Vous avez écrit votre livre pendant la période de confinement. Est-ce que la démarche pour son écriture était différente ? J'ai fait un aller-retour entre une ville qui est confinée tout en traduisant les endroits de confinement dans leur vie. C'est-à-dire que je j'ai fait un aller-retour entre le confinement et le déconfinement. C'était une double lecture et une double écriture, celle du moment présent, au moment où nous sommes privés de cette liberté de circulation, que j'ai appelé « un temps arrêté », et en même temps, « un temps mobile, dynamique ». Chaque espace a été traité en confinement et en déconfinement pour mieux prendre la valeur de ce qu'il est. En ces temps difficiles où la culture a été lourdement impactée par la crise sanitaire, l'écriture a été pour moi un moyen de rapprocher les personnes qui étaient confinées et je suis très optimiste pour l'avenir.

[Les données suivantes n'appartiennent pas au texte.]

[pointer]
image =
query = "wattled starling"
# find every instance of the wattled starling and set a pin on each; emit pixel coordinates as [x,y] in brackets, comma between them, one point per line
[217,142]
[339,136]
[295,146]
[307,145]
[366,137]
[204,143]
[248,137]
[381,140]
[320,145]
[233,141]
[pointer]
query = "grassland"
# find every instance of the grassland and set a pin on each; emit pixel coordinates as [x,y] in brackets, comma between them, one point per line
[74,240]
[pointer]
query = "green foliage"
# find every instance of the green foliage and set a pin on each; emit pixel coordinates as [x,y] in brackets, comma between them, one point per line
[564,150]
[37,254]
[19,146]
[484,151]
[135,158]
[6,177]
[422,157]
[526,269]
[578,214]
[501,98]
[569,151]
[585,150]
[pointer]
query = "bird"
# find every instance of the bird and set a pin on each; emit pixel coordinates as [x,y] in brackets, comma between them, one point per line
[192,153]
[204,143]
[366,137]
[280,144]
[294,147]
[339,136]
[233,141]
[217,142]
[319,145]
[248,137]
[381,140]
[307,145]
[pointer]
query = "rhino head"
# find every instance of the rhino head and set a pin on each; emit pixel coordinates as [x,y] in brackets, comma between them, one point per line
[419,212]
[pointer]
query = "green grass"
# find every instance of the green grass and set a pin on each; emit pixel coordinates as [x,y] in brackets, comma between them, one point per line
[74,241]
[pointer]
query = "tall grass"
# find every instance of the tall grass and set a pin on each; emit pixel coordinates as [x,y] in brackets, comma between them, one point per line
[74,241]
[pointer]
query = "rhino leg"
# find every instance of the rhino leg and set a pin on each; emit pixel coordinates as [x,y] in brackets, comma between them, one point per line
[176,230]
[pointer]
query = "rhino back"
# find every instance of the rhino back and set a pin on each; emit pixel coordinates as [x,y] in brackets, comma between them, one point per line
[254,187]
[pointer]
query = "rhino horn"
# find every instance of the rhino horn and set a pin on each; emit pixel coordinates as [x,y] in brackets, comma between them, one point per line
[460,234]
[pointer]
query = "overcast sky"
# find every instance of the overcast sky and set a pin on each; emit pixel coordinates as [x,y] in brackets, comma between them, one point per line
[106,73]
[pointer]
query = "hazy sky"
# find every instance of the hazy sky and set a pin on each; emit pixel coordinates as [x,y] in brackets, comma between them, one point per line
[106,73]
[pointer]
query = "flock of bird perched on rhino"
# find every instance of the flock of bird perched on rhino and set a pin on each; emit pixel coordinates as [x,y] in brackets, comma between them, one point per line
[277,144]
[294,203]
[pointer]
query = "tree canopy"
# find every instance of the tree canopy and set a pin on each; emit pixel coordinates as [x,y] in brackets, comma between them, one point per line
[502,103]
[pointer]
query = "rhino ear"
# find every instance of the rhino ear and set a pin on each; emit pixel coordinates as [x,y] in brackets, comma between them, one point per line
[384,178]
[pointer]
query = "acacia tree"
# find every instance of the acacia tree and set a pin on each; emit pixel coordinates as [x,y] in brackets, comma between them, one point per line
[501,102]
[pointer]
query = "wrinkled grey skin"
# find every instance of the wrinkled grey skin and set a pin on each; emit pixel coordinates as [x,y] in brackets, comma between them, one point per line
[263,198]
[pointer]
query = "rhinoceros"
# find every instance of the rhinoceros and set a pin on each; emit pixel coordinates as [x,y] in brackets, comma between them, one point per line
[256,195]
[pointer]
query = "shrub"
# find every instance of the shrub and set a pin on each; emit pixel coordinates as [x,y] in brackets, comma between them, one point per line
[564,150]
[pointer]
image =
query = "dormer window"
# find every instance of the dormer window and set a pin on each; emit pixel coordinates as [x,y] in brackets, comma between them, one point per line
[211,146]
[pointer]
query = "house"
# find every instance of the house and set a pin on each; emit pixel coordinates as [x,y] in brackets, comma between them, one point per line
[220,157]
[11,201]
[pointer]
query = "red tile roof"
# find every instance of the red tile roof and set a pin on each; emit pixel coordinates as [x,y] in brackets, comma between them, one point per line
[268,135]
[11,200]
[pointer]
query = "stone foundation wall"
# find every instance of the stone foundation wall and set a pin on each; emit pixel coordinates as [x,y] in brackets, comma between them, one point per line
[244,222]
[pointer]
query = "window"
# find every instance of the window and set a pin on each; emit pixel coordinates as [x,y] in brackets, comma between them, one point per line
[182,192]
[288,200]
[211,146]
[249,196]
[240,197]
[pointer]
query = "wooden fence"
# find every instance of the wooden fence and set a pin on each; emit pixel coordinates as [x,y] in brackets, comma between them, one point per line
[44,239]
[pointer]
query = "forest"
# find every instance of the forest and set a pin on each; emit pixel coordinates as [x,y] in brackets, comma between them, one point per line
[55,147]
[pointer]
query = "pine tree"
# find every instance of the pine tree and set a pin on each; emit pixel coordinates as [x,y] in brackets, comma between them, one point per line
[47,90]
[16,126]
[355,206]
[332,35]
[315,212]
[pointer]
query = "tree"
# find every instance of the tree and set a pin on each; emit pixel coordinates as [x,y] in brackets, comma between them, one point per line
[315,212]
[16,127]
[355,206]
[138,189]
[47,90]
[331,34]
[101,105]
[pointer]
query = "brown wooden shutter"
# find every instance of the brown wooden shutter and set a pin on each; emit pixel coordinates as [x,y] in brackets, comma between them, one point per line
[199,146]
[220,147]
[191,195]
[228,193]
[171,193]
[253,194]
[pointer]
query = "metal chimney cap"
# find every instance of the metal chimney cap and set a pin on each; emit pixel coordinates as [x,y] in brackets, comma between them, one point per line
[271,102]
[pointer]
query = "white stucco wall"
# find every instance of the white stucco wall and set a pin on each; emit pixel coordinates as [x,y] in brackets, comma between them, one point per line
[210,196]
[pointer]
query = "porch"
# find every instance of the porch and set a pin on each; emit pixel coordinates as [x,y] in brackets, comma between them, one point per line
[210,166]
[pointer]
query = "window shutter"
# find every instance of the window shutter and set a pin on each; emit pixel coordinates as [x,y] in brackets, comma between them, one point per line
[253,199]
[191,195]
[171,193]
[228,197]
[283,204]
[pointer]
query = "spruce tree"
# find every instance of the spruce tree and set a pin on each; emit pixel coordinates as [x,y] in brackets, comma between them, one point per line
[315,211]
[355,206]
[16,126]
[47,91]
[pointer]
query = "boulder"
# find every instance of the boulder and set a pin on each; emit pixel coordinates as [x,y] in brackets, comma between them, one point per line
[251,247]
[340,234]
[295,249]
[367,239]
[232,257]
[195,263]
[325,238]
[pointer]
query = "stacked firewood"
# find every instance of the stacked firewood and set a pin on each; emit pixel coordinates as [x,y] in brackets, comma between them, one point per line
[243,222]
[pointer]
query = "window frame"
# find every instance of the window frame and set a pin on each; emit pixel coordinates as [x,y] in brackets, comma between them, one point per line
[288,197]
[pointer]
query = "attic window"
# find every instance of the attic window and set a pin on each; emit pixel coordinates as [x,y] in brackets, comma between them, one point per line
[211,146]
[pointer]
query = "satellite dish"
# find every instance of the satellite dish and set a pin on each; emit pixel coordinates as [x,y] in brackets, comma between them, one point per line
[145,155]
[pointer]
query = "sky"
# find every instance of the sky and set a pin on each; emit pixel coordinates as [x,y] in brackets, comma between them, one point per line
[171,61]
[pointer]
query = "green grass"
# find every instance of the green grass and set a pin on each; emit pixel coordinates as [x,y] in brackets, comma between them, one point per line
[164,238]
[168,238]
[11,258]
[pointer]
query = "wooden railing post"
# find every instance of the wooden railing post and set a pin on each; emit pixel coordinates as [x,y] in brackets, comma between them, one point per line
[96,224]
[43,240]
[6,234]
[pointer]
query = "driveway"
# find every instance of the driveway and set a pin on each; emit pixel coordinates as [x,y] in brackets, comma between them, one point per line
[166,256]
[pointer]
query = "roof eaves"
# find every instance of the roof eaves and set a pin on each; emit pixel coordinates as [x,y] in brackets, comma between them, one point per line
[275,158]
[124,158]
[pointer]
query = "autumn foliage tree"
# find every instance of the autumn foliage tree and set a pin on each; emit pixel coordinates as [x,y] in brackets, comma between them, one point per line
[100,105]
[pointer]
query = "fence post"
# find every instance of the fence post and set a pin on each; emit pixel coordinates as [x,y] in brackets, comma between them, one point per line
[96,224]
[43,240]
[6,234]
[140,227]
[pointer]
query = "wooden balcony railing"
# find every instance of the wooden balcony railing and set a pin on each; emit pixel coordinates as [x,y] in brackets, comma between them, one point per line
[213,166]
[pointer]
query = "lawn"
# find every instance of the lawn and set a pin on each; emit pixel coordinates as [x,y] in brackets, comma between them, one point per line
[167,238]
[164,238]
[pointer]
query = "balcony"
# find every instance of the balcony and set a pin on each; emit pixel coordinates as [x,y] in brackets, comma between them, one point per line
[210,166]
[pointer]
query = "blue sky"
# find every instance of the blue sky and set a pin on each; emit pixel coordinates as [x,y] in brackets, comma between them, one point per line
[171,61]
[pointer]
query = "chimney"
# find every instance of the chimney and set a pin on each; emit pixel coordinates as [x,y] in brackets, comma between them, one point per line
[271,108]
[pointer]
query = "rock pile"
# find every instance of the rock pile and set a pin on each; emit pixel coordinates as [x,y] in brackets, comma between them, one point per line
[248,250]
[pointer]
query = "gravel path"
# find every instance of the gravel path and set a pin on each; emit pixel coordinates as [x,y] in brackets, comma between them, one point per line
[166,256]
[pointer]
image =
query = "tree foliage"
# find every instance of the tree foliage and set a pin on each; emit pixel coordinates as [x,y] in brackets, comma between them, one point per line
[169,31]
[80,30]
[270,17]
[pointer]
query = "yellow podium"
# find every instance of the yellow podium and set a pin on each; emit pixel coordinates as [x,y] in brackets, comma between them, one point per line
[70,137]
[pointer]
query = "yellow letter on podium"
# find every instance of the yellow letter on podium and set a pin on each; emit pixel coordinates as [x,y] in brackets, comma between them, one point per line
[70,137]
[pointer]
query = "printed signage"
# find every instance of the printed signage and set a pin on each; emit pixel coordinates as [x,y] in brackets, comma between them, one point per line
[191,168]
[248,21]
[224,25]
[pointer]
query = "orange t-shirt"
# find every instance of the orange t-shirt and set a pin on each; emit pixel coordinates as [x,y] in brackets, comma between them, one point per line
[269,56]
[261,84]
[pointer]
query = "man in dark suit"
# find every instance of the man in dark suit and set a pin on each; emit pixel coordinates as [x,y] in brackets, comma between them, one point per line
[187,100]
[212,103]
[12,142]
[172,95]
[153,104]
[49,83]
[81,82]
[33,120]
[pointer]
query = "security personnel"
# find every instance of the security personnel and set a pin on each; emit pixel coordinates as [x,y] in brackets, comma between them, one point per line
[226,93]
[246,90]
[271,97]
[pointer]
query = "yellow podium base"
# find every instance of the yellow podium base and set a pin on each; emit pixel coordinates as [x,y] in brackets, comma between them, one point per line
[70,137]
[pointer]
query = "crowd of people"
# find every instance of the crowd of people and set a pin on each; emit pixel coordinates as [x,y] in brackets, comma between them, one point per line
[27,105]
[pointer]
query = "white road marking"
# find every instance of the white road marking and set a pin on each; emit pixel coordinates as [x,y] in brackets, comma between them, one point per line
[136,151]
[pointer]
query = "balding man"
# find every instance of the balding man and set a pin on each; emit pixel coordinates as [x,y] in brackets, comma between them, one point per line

Pour vous, Rabat et Salé sont deux villes indissociables ? Oui, c'est un tandem historique qui remonte (Salé vient de Chellah qui est un mot phénicien qui représente un peu le toponyme), ... ce sont des vocations qui sont une, le pont et le tramway le symbolisent très bien, moi-même, j'ai des origines de la ville de Salé, et je me sens très bien à Rabat et n'oublions pas que Salé est une ville qui a 12 siècles d'existence, qui est un creuset d'histoire, Rabat est la capitale mais pour moi, je crois que c'est un tout et je dirais que l'avenir de la capitale c'est Rabat-Salé et son agglomération.